Alicia D'Anvers [née Clarke] (baptised 1668-1725) was an English poet known for her satires of academic life.

== Biography ==
Born in Oxford, her father, Samuel Clarke (bap. 1624, d. 1669), was superior beadle of civil law and first architypographus, or director of printing, for the University of Oxford. He died when she was two. She married barrister Knightley D'Anvers (c.1670–1740), son of Jane Knightly and physician Daniel D'Anvers, in 1688. D'Anvers had no children.
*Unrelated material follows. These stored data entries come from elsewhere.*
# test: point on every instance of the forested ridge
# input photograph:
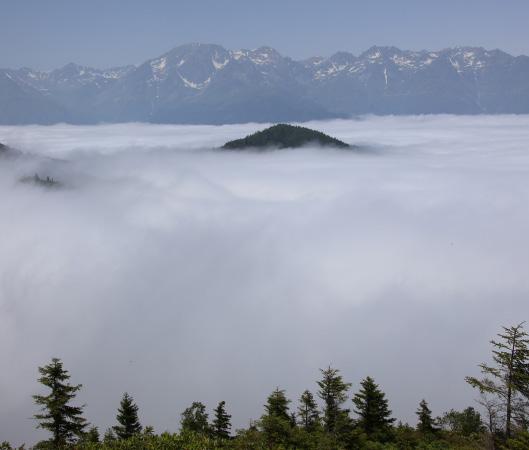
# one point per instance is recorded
(332, 417)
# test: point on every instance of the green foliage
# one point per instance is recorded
(466, 422)
(47, 182)
(57, 416)
(195, 419)
(276, 423)
(221, 424)
(92, 435)
(277, 405)
(372, 407)
(308, 414)
(426, 423)
(284, 136)
(333, 392)
(508, 379)
(127, 418)
(518, 442)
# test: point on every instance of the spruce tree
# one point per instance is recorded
(91, 436)
(426, 423)
(372, 407)
(508, 379)
(221, 423)
(333, 392)
(308, 414)
(277, 404)
(195, 419)
(276, 423)
(63, 420)
(127, 418)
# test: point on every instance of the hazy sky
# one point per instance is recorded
(101, 33)
(178, 273)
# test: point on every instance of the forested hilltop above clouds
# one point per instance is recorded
(199, 83)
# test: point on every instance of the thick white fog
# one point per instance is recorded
(177, 272)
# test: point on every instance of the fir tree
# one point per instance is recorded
(127, 417)
(372, 407)
(63, 420)
(426, 423)
(195, 419)
(277, 404)
(466, 422)
(221, 423)
(109, 436)
(308, 414)
(509, 377)
(333, 392)
(276, 423)
(91, 436)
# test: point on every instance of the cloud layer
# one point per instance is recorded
(177, 272)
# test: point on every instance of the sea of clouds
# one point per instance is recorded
(178, 272)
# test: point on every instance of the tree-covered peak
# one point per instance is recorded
(285, 136)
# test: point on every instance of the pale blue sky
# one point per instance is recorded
(49, 33)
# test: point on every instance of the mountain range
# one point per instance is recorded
(205, 83)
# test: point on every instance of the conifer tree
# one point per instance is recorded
(91, 436)
(277, 404)
(276, 423)
(333, 392)
(426, 423)
(308, 414)
(195, 419)
(372, 407)
(509, 377)
(63, 420)
(109, 436)
(127, 418)
(221, 423)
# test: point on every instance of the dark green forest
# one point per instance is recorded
(284, 136)
(333, 417)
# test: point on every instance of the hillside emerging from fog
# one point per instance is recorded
(208, 84)
(284, 136)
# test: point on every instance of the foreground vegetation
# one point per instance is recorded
(363, 421)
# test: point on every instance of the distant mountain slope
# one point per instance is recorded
(284, 136)
(199, 83)
(22, 104)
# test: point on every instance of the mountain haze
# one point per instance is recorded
(199, 83)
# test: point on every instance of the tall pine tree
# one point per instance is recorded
(127, 418)
(308, 414)
(372, 407)
(333, 392)
(425, 424)
(221, 423)
(276, 423)
(63, 420)
(195, 419)
(508, 379)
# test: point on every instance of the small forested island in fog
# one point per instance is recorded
(37, 180)
(285, 136)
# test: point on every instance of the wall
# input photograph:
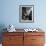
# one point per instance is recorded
(9, 13)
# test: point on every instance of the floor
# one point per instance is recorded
(1, 44)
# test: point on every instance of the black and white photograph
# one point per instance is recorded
(26, 13)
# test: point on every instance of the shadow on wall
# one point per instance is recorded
(2, 26)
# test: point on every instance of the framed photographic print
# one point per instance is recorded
(26, 13)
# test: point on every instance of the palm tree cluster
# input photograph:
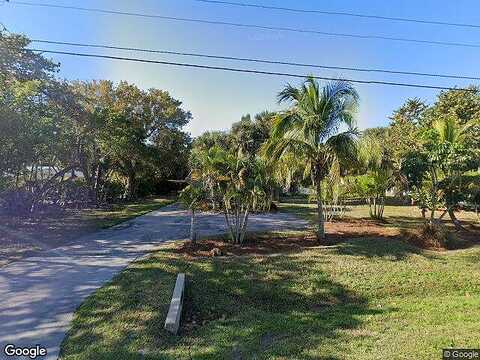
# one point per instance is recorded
(319, 128)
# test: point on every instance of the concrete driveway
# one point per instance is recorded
(39, 294)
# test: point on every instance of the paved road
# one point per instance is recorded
(39, 294)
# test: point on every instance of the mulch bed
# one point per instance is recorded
(265, 245)
(337, 232)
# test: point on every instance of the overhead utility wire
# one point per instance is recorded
(252, 26)
(249, 71)
(340, 13)
(255, 60)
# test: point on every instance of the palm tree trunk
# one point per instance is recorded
(321, 227)
(193, 235)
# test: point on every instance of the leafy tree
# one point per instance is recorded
(312, 129)
(249, 135)
(210, 139)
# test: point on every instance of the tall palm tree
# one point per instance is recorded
(319, 128)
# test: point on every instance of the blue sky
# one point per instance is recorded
(216, 99)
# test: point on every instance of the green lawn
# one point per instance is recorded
(361, 299)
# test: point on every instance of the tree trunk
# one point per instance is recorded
(131, 190)
(193, 234)
(455, 221)
(321, 226)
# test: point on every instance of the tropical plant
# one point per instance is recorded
(378, 173)
(234, 184)
(318, 128)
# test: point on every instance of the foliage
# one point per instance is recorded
(317, 128)
(73, 144)
(377, 172)
(232, 183)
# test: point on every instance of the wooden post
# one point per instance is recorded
(172, 323)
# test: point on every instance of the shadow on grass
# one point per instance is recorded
(385, 247)
(256, 307)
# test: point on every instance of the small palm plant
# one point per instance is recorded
(318, 128)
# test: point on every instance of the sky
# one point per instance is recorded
(216, 99)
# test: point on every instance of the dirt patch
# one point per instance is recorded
(337, 232)
(257, 245)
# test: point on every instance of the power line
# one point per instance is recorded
(255, 60)
(251, 26)
(249, 71)
(340, 13)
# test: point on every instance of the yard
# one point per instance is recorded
(368, 296)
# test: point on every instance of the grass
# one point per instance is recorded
(365, 298)
(21, 236)
(394, 216)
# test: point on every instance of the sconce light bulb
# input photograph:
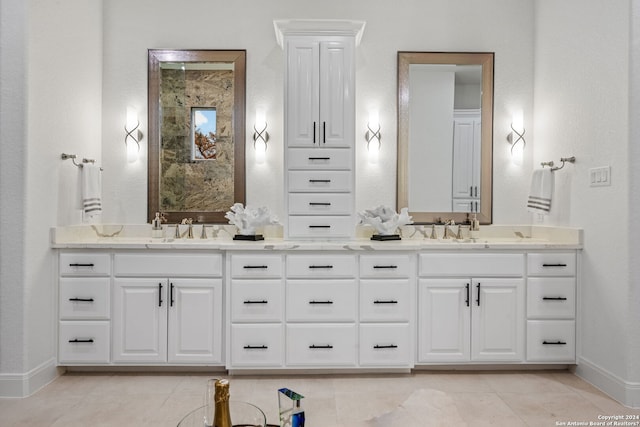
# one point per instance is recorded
(132, 152)
(261, 150)
(374, 154)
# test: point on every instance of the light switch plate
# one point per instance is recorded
(600, 177)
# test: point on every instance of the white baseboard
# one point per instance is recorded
(23, 385)
(625, 392)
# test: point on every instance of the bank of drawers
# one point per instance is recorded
(321, 295)
(84, 327)
(320, 188)
(256, 311)
(386, 309)
(551, 307)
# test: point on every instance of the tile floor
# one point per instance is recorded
(420, 399)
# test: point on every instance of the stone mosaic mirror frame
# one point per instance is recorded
(182, 82)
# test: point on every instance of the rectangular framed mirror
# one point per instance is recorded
(196, 133)
(445, 135)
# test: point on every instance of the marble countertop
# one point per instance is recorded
(220, 237)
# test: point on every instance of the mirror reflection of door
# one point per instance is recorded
(444, 137)
(196, 133)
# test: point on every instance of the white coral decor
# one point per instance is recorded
(247, 219)
(385, 219)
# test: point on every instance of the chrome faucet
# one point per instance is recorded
(189, 222)
(448, 232)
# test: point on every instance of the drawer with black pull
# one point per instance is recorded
(85, 264)
(257, 345)
(256, 300)
(321, 345)
(551, 297)
(551, 341)
(385, 345)
(321, 266)
(551, 264)
(321, 301)
(257, 265)
(84, 298)
(84, 342)
(385, 266)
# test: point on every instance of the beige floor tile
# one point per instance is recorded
(421, 399)
(547, 408)
(463, 382)
(485, 409)
(524, 382)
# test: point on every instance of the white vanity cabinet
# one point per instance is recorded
(386, 310)
(471, 307)
(551, 307)
(84, 316)
(167, 308)
(319, 127)
(256, 306)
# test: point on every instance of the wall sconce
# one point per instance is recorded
(516, 138)
(260, 136)
(133, 136)
(373, 137)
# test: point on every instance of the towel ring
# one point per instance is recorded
(73, 157)
(564, 160)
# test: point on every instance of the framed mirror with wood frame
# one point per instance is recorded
(196, 107)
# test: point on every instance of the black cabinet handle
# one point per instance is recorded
(467, 298)
(324, 132)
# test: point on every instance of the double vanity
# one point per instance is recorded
(318, 294)
(317, 305)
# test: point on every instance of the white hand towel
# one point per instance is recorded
(91, 193)
(541, 191)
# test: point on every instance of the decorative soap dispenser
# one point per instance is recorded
(156, 227)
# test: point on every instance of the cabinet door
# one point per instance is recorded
(337, 94)
(498, 320)
(444, 320)
(140, 320)
(302, 93)
(195, 320)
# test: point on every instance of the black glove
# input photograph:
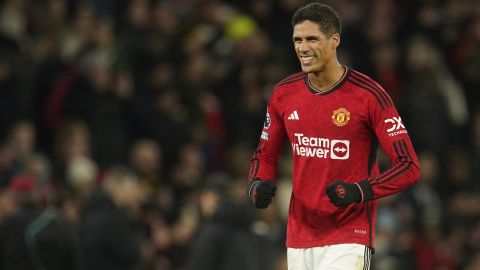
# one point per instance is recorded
(261, 193)
(342, 194)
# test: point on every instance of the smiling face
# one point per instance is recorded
(314, 49)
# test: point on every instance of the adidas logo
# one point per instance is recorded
(293, 116)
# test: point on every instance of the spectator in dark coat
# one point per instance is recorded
(108, 238)
(227, 242)
(32, 238)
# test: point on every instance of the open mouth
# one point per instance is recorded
(306, 59)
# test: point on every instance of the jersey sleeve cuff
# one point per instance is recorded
(250, 188)
(366, 190)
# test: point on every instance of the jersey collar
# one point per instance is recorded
(329, 90)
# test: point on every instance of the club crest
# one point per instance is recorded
(341, 117)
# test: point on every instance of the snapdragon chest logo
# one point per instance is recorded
(267, 122)
(394, 126)
(317, 147)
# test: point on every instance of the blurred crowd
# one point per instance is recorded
(127, 128)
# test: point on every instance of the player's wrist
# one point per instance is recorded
(251, 188)
(366, 190)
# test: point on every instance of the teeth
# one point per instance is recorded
(307, 59)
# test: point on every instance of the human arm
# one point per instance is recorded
(261, 187)
(390, 132)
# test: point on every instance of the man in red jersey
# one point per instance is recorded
(335, 118)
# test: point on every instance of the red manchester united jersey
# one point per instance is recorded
(334, 135)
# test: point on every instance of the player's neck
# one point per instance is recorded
(325, 79)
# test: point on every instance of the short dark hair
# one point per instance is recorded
(325, 16)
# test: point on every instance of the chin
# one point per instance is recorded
(310, 69)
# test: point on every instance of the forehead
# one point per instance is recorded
(307, 28)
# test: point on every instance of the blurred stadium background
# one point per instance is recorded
(175, 92)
D'Anvers is known to have published two poems with a third generally attributed to her. A Poem Upon His Sacred Majesty, His Voyage For Holland: By way of Dialogue, Between Belgia and Britannia (1691) was dedicated to Queen Mary; it is a poetic dialogue between Britannia and Belgia which addresses criticisms that King William III had divided loyalties between the Netherlands, the country of his birth, and Britain. According to Germaine Greer et al., it is "as dull as might be expected," but another commentator calls it politically "daring." The second and third poems — Academia, or, The Humours of the University of Oxford. In Burlesque Verse (1691) and The Oxford-Act: a Poem (1693) — satirise elements of academic life at the University of Oxford. These latter were part of a long tradition of university satire not usually practiced by women. D'Anvers would seem to have been quite familiar with college politics, and both poems target the alleged sexual activities of Oxford students. The Oxford-Act is particularly bawdy, which may explain why it was published anonymously. Academia, or, The Humours of the University of Oxford was D'Anvers' most popular poem; told from the perspective of a town servant, it lampoons the current state of the university through the eyes of a visiting country bumpkin, one John Blunder, and consists of 1,411 lines of "robust colloquial iambic tetrameters, called hudibrastics."

One modern commentator has described D'Anvers as "that splendid Oxford satirist" though another characterizes Academia as "ribald, scurrilous doggerel." Her work has been anthologized in Kissing the Rod (1988), and Early Modern Women Poets.

== Works ==

- A Poem Upon His Sacred Majesty, His Voyage For Holland: By way of Dialogue, Between Belgia and Britannia. London, Printed for Tho. Bever, at the Hand and Star, near Temple Barr, in Fleet-street, 1691.
- Academia, or, The Humours of the University of Oxford. In Burlesque Verse. London: Printed and sold by Randal Taylor near Stationers Hall, 1691 (repr. 1716, 1730).
- The Oxford-Act: a Poem. London: Printed for Randal Taylor, 1693.